There are a lot of things going on in this passage that have the potential to distract from the larger theological claim. It starts by foreshadowing Elijah’s impending departure from this earth and how his protégée, Elisha, was handling it. Three times Elijah tried to leave Elisha behind: before his trips to Bethel, Jericho, and the Jordan. Three times, Elisha insisted that he would not leave Elijah. He knew his teacher was departing soon and he was going to remain with him.
Then, we see God’s power in Elijah as he parted the Jordan, a miracle akin to the parting of the Red Sea by Moses. After crossing, Elijah asked Elisha if he had any last requests. Elisha asked for a double portion of Elijah’s spirit. A tall order indeed, which comes with some strange conditions. Elijah said that if Elisha sees him taken away by God that his double portion will be granted, but if he doesn’t that it won’t. No wonder Elisha wasn’t going to let his mentor out of his sight. His timing appears to be perfect as, not long after, Elijah was taken from this earth in one of the most spectacular ways possible and Elisha was there to witness it. The double portion was his.

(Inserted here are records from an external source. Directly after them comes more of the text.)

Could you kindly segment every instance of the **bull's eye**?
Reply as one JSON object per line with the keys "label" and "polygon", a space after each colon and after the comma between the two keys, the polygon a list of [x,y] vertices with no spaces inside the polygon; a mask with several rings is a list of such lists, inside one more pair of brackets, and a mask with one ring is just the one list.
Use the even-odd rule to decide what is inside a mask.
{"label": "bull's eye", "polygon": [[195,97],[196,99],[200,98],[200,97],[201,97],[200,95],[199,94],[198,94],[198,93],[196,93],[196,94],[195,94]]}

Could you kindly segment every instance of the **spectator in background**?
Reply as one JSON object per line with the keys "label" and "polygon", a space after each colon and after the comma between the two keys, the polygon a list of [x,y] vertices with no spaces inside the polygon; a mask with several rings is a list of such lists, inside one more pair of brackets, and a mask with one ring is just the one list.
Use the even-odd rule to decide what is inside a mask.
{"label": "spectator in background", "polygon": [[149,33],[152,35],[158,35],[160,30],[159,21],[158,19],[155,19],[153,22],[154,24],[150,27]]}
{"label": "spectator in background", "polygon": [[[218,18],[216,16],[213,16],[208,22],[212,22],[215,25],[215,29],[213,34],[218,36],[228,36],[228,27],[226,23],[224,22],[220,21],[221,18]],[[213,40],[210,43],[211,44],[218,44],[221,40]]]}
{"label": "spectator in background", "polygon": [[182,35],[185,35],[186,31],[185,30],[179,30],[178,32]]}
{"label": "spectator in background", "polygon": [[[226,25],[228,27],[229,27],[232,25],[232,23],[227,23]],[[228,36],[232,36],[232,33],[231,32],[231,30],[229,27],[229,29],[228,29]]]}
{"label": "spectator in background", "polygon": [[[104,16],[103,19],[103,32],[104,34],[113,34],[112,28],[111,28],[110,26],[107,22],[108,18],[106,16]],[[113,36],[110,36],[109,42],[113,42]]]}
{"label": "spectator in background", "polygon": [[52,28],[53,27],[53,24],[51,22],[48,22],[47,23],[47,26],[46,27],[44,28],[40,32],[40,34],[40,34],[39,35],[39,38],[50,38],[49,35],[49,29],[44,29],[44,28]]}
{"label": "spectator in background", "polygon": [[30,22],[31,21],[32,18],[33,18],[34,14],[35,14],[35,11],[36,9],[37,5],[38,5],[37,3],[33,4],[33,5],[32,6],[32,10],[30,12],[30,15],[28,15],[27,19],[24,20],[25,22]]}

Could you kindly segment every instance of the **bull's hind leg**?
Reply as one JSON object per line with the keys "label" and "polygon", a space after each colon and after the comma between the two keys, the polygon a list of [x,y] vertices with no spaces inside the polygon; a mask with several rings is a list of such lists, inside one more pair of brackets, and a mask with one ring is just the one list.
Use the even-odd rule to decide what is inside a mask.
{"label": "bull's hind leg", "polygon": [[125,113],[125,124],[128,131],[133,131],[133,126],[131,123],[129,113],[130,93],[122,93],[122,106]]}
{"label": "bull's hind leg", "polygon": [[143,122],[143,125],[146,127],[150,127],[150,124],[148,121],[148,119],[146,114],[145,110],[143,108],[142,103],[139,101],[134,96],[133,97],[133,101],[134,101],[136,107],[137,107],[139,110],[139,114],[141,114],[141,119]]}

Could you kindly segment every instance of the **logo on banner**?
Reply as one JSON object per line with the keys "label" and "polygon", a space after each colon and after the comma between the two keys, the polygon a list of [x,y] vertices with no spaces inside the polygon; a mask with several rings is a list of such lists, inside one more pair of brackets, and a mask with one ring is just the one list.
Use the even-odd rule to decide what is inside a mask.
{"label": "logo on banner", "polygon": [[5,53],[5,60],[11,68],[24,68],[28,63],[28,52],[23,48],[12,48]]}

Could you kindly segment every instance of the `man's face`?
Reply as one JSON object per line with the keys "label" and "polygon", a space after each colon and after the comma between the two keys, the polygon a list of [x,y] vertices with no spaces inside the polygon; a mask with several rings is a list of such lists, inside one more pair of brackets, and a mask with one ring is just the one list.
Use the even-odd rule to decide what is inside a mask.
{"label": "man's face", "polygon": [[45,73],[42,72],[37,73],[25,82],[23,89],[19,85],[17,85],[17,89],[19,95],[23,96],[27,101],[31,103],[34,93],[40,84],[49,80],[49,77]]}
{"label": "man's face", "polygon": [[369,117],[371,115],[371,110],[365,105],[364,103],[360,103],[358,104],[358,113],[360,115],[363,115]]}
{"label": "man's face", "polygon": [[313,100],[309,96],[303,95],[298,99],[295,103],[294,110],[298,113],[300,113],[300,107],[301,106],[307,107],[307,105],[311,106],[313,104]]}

After Elijah’s ascension, Elisha went to try out the new powers of the spirit by attempting the same miracle that Elijah did earlier in the text–parting the waters of the Jordan. When it doesn’t go down as expected, Elisha questioned where God was in that moment. God does empower him to perform the miracle and make his way to Jericho where the other prophets could tell, even from a distance, that God’s Spirit now resides with Elisha.
The other prophets are determined to find Elijah, should God have dropped him off in some remote location. Then, after three days of searching they return satisfied that Elijah was taken. This narrative is followed by another miracle purifying the city’s water and then we come to perhaps my most favorite part of the passage and the symbol we remember Elisha by during our Jesse Tree devotionals. The story of the bears.
After everything Elisha had been through and the incredible miracles performed at the Jordan and on behalf of the city’s water supply, he decided to head back to Bethel. On his way, some young boys started mocking him and ridiculing him for his baldness. Clearly sensitive about his receding hairline, Elisha cursed them. What happened next is absolutely baffling to me. The power of his curse brought about a couple of female bears who proceed to, not just chase the boys off and scare them for their disrespect, but “maul” forty-two of them. Forty-two boys were mauled by two bears for making fun of the newly empowered prophet’s bald head.
Even as I type this, I’m amazed by this text and find myself wondering what the point is. We witness several miracles, one of the most dramatic ascensions in the Scriptures, and a pretty confusing slaughter of a bunch of rowdy young boys. So what are we left with? In the end, I think the real theological point of the text is not found in the details of the passage, but in the 50,000 foot view. God did not leave Israel when He took Elijah from this earth. Through Elisha he empowered another to continue guiding Israel.